Um arrepio de pavor percorreu a espinha de Won, mas ele se recusou a sucumbir à intimidação de Caesar.
— Eu já expliquei; os canos estavam congelados.
Um cinza penetrante o cortou como aço. Não era uma mentira; no entanto, assim como antes, ele se sentiu culpado; como se estivesse dando desculpas. Tinha que ser o olhar acusador nos olhos de Caesar.
Porque aquele olhar só serviu para lembrá-lo da verdade: ele estava evitando Caesar.
Won se sentiu mal com toda a situação, é claro; mas, mais do que isso, ele se sentiu um pouco responsável. Ele era quem estava tentando manter Caesar à distância. Nada disso teria acontecido se ele não tivesse feito isso. Se ele não tivesse se desculpado por dez dias, então Caesar nunca o teria visto esperando naquela fila.
Won não estava isento de culpa aqui.
— Não foi uma situação ótima — admitiu ele. — Ainda assim — Ele parou, imaginando se realmente ia se desculpar.
Ele não deveria, mas ele faria.
— Vou garantir que não tenhamos que ficar tanto tempo sem nos vermos novamente.

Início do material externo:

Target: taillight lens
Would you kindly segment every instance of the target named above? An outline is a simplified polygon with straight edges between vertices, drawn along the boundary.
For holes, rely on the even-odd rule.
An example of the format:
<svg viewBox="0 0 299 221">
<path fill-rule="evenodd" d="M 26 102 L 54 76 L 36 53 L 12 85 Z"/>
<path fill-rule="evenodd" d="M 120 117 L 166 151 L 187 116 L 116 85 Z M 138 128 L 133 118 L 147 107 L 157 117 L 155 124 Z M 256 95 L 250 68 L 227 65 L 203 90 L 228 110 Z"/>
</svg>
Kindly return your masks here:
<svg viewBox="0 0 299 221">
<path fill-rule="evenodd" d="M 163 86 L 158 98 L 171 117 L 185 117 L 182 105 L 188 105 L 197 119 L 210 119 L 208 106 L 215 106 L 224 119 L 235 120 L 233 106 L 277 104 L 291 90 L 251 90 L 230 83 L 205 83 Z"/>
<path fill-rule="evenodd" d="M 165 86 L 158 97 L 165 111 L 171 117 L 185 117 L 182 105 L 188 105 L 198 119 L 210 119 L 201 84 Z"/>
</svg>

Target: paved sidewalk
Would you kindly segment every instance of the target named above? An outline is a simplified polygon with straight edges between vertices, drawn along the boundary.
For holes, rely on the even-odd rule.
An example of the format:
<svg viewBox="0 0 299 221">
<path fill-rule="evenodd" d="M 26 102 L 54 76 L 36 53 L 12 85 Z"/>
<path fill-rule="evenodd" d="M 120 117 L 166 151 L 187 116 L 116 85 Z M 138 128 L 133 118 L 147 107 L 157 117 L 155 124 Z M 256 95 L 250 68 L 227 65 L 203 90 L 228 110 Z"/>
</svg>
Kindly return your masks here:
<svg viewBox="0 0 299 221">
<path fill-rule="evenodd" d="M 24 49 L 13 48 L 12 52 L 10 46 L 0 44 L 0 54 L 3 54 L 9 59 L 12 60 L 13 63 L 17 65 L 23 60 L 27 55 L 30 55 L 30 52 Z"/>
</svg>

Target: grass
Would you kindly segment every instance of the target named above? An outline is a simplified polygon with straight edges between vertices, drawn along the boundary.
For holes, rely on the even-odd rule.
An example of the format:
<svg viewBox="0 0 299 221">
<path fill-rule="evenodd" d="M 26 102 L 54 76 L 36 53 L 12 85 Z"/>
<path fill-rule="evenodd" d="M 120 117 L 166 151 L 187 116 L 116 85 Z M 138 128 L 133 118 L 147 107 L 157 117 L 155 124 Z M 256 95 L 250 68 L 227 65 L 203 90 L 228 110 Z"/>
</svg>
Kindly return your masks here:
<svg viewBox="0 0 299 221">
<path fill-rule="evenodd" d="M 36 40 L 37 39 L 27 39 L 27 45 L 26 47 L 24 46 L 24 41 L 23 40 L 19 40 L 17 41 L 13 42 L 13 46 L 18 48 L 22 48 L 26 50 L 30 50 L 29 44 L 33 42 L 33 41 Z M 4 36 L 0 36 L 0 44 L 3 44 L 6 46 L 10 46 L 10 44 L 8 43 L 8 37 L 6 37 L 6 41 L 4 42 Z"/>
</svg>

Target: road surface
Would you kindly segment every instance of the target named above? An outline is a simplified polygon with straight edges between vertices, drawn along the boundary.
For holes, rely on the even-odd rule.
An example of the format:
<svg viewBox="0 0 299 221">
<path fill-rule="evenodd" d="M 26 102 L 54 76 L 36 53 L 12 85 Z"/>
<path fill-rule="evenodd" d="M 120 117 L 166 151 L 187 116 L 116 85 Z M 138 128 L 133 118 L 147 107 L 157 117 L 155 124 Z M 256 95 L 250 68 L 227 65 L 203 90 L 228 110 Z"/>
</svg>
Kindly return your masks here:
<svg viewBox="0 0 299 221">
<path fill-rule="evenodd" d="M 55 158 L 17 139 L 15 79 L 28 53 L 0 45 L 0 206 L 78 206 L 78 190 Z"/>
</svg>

O apaziguamento passou despercebido, exceto por Caesar o observar, olhos ilegíveis, mão imóvel, até que os dedos começaram a deslizar pelos músculos lisos da coxa de Won, fazendo cócegas na pele, subindo, subindo, em direção ao centro de Won.
A mão parou. Won olhou entre a água e Caesar, testa franzida, considerando, mas sem fazer nenhum movimento para impedi-lo.
Os dedos avançaram mais uma vez, percorreram a dobra onde o corpo de Won encontrava sua coxa, amassaram músculos tensos. — Tenho um pedido — sussurrou Caesar.
— Algo que eu queria tentar há muito tempo.
O prazer dançando em suas veias sob o toque de Caesar, Won deixou a cabeça pender para trás, os olhos se fecharem e fez exatamente o que Caesar queria.
A lucidez irrompeu em seu sangue quando a percepção o atingiu: ele havia sido enredado, pego sem a menor ideia do que estava à espreita. Ingênuo. Tolo. Doía pensar que ele nunca aprenderia, nunca saberia melhor; mas, agora, não havia saída.
— Se você estiver disposto — acrescentou Caesar com o mesmo tom suave. — Já que faz tanto tempo. — E ele selou o destino de Won. Won não podia dizer não agora, sabia que não diria mesmo que pudesse.
Por mais cauteloso que Won tentasse ser, nunca durava muito com Caesar. Ele esquecia, era embalado em uma despreocupada facilidade por seu toque, suas palavras ou suas ações, deixado aberto para Caesar moldar como quisesse, como argila macia. Caesar não deixava de ser um mafioso quando estavam juntos, não importa o que Won pensasse, e Won não tinha chance contra um homem especializado em coerção e subterfúgio para conseguir o que queria.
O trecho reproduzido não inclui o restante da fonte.